Cameraman: There aren't enough pixels in the world!
Producer: Yeah, umm, just cover it with Ryan Seacrest's head.
Homer: If I have enough strength, I'll take you up to the TV and show you how thin it is.
Carl: Ain't no party like a Lenny party, 'cause a Lenny party don't stop! (looks at his watch) Oh man, I've got work tomorrow. See ya.
Lisa: I've seen this same show on a different network.
Fox Executive: (stares at her nervously) Here, have a FOX sweatshirt.
Lisa: (puts it on and looks on the back) This is an ABC sweatshirt.
Executive: Yes, and it zips up all the way up! (zips up the sweatshirt, muffling Lisa's shouts, and sending her into a cage with a woman performing in front of two men in there)
Lisa: I don't understand, Dad.
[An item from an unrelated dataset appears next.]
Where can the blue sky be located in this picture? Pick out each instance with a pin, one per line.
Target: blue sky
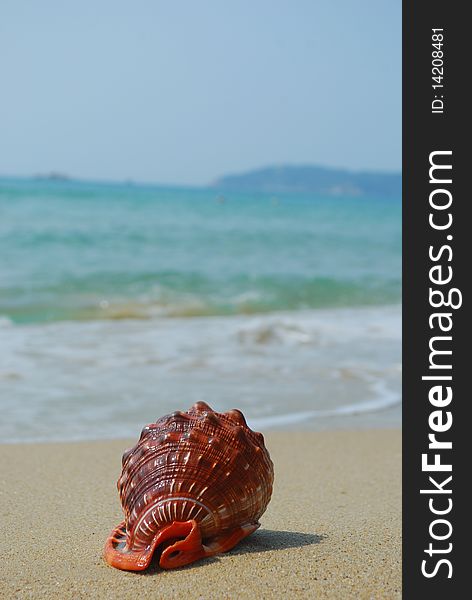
(185, 91)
Our family has so many flaws, why must we share them with the world?
Homer: Because we'll be on TV! And earn enough money to buy a TV! TV!
Lisa: But, Dad!
Homer: Yes, TV-sa?
Lisa: Ergh, forget it.
Verity: Charles hasn't satisfied me in years.
Homer: Yeah, that's how I feel about Notre Dame football.
Charles: You're leaving me for him?
Homer: So it would appear. However, Cousin Itt there was born a woman.
Patty: What brought us together is how much we hate you!
Homer: Okay then. I'll just vote "no" on Prop 38 so you can't adopt! (Patty twists Homer's arm) Ooooowwww! Kidding! I don't vote! The voting place is up the hill and I never make it! (Patty twists Homer's arm harder)
Sideshow Mel: I've never seen a picture so highly-defined!
Brandine: Can you believe it, Cletus? Another party and we can't go.
Cletus: Yeah, just 'cause we's afraid to use an uppity-box.